I would have really enjoyed Grand Prix Circuit, if I hadn't spent such an incredibly long time
waiting for the thing to load. The graphics looks great, there's plenty of slick presentation
and the 3D effect actually looks like 3D! Amazing!
In fact, I don't think I've been as
enthusiastic about this style of race game (apart from Buggy Boy which has to be my all-time
favourite) since Pitstop II and that's really saying something. OK, so the engine noises
weren't up to much and the title tune did get on my nerves after a while, but when you've
got such excellent gameplay, who cares? Well, you will if you hate multiloads.
Sections of Grand Prix Circuit reminded me very much of Test Drive, also from Accolde: the
brilliant car selection sequence, for example, and that little spot on the wheel to indicate
steering. But don't start cringin, because thay haven't just reused the same ideas - they've
improved on them so you end up with a much smoother, faster and much more professional looking
Movement is slick, and the 3D works well, although sound is mostly limited to the
usual 'buzzing fly posing as engine noise' sort of drone. The rest is very impressive: a cross
between the simulation qualities of Revs and the action of Pitstop II.
In fact, the only thing
that really bugs me is the tape loading system - if you're an extremely impatient person, it
won't be good for your health. Still - the disk loader should be better.
A test of concentration: long straights with sharp twists and one severely serious hairpin bend.

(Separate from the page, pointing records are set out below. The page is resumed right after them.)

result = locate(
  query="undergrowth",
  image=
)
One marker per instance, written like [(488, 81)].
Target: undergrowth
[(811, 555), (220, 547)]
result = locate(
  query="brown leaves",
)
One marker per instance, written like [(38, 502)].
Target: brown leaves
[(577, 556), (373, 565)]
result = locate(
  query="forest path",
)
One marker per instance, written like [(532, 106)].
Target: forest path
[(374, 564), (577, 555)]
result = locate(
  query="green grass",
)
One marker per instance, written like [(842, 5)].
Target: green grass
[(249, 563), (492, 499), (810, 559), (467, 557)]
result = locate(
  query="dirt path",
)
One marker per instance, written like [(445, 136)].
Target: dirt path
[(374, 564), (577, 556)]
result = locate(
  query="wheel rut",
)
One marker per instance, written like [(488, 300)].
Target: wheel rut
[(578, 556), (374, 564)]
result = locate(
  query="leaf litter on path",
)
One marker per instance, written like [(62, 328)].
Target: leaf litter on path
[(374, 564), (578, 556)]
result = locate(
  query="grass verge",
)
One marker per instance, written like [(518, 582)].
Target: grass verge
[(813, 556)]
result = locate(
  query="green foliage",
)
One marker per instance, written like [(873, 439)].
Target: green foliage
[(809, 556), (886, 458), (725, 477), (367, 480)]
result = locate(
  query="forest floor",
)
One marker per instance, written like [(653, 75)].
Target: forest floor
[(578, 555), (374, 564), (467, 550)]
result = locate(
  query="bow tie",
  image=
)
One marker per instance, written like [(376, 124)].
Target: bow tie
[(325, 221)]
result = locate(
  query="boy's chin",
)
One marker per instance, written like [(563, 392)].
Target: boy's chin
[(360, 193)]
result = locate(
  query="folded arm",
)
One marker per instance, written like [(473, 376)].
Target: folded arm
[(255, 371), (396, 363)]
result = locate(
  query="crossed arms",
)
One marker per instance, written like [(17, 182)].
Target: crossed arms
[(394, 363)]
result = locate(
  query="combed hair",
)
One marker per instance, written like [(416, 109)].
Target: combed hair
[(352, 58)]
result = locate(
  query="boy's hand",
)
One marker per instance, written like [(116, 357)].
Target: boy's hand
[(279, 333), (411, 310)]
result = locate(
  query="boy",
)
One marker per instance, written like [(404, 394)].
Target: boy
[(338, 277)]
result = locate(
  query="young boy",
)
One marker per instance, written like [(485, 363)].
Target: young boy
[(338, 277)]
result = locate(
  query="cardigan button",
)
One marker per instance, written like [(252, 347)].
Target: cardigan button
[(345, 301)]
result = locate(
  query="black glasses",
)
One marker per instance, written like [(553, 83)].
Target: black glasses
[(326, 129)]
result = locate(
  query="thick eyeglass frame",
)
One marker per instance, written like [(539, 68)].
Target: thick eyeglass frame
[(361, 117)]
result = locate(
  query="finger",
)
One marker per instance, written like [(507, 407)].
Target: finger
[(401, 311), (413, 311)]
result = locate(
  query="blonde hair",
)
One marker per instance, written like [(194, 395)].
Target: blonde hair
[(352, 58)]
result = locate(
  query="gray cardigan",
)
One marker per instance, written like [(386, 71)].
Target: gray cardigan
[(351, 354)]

Possibly the 'easiest' track of the lot: plenty of clean straights with only a couple of tricky bends.
You'll have to keep your wits about you; this is packed with twisting, tortuous turns.
It looks easy, but a difficult bend right at the end of the course could cause you plenty of trouble.
Again, deceptively easy: watch out for some quick directional changes.
Medium difficulty: a couple of sharp twists, and plenty to keep you occupied.
Concentration is vital here: lots of sharp turns requiring multiple gear changes. Not quite the hardest, because...
...will definitely keep you on your toes. Survive this and you'll survive anything.
Cassette version only reviewed. The disk version should be available soon - hopefully with
a less irrating multiload. There are no plans for an Amiga version.